Дальнейший разговор с одним пропуском, который я дополню, я записал, вернувшись в редакцию «Нового мира».

Записал, думаю, абсолютно точно. Вернее, это был не разговор, а просто то, что считал нужным сообщить мне Сталин, прочитавший «Чужую тень». Вот она, эта запись:

«Я прочел вашу пьесу «Чужая тень». По моему мнению, пьеса хорошая, но есть один вопрос, который освещен неправильно и который надо решить и исправить. Трубников считает, что лаборатория — это его личная собственность. Это неверная точка зрения. Работники лаборатории считают, что по праву вложенного ими труда лаборатория является их собственностью. Это тоже неверная точка зрения. Лаборатория является собственностью народа и правительства. А у вас правительство не принимает в пьесе никакого участия, действуют только научные работники. А ведь вопрос идет о секрете большой государственной важности. Я думаю, что после того, как Макеев едет в Москву, после того, как карьерист Окунев кончает самоубийством, правительство не может не вмешаться в этот вопрос, а оно у вас не вмешивается. Это неправильно. По-моему, в конце надо сделать так, чтобы Макеев, приехав из Москвы в лабораторию и разговаривая в присутствии всех с Трубниковым, сказал, что был у министра здравоохранения, что министр докладывал вопрос правительству и правительство обязало его, несмотря на все ошибки Трубникова, сохранить Трубникова в лаборатории и обязало передать Трубникову, что правительство, несмотря на все совершенное им, не сомневается в его порядочности и не сомневается в способности его довести до конца начатое им дело. Так, я думаю, вам нужно это исправить. Как это практически сделать, вы знаете сами. Когда исправите, то пьесу надо будет пустить».

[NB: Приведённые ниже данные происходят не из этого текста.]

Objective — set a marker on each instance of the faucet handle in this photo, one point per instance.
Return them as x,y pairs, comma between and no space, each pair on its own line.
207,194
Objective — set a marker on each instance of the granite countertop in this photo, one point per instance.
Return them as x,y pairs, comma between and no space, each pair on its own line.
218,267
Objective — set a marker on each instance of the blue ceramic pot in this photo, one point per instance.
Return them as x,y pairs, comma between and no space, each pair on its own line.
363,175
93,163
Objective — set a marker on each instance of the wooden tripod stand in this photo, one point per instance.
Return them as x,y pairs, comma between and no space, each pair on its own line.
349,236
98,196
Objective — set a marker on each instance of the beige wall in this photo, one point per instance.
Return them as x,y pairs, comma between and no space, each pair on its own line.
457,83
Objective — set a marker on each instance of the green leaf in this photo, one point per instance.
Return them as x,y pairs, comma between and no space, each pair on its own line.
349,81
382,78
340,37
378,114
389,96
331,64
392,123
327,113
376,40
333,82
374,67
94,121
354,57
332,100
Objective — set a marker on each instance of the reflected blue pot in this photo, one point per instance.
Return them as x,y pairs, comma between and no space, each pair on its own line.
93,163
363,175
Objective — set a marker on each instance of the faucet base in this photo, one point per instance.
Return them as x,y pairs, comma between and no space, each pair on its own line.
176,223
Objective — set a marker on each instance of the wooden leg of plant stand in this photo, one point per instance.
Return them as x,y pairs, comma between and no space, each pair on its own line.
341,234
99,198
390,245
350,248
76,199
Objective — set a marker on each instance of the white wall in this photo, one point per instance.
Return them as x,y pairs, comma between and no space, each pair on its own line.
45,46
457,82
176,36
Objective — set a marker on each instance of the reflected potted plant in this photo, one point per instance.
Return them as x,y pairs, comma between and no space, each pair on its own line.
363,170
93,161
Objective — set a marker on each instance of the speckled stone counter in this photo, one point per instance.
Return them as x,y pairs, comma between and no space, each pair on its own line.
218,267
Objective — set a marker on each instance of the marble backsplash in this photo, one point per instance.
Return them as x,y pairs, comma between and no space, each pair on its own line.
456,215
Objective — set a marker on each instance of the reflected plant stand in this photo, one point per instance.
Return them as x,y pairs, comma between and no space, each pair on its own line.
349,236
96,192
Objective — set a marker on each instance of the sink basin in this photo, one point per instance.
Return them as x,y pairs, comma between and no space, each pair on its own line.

После этого, помнится, было не записанное мною «До свидания», и разговор на этом кончился.

Пропуск в начале этой записи сделан был мною тогда из соображений такта. С записью разговора все могло случиться, вдруг мне придется ее кому-то показать, хотя в принципе я этого не собирался делать, но все-таки могло случиться. А Сталин в начале разговора, сказав, что он прочел мою пьесу, довольно раздраженно добавил:

— Только вчера получил и прочел, полгода не сообщали, что она там у них лежит, и вообще… — тут он остановился, видимо, решив не продолжать эту тему, вернувшись к разговору о самой пьесе, записанному мною.

Я подумал тогда и думаю так и сейчас, что Жданов или по каким-то причинам, ему ведомым, или по не ведомым мне сложившимся обстоятельствам, — а обстоятельства в последние месяцы жизни у него, кажется, были сложные — не говорил или не имел случая сказать Сталину о том, что получил на прочтение мою пьесу, или не считал нужным это делать. Надо полагать, что пьеса попала к Сталину после того, как ему доложили об оставшемся после смерти Жданова архиве и представили опись этого архива. И в тех словах, которые я слышал по телефону, присутствовало раздражение — не знаю, на покойного ли Жданова, может, и на Поскребышева, который знал о моей пьесе, но тоже не счел нужным сказать о том, что она была мною послана.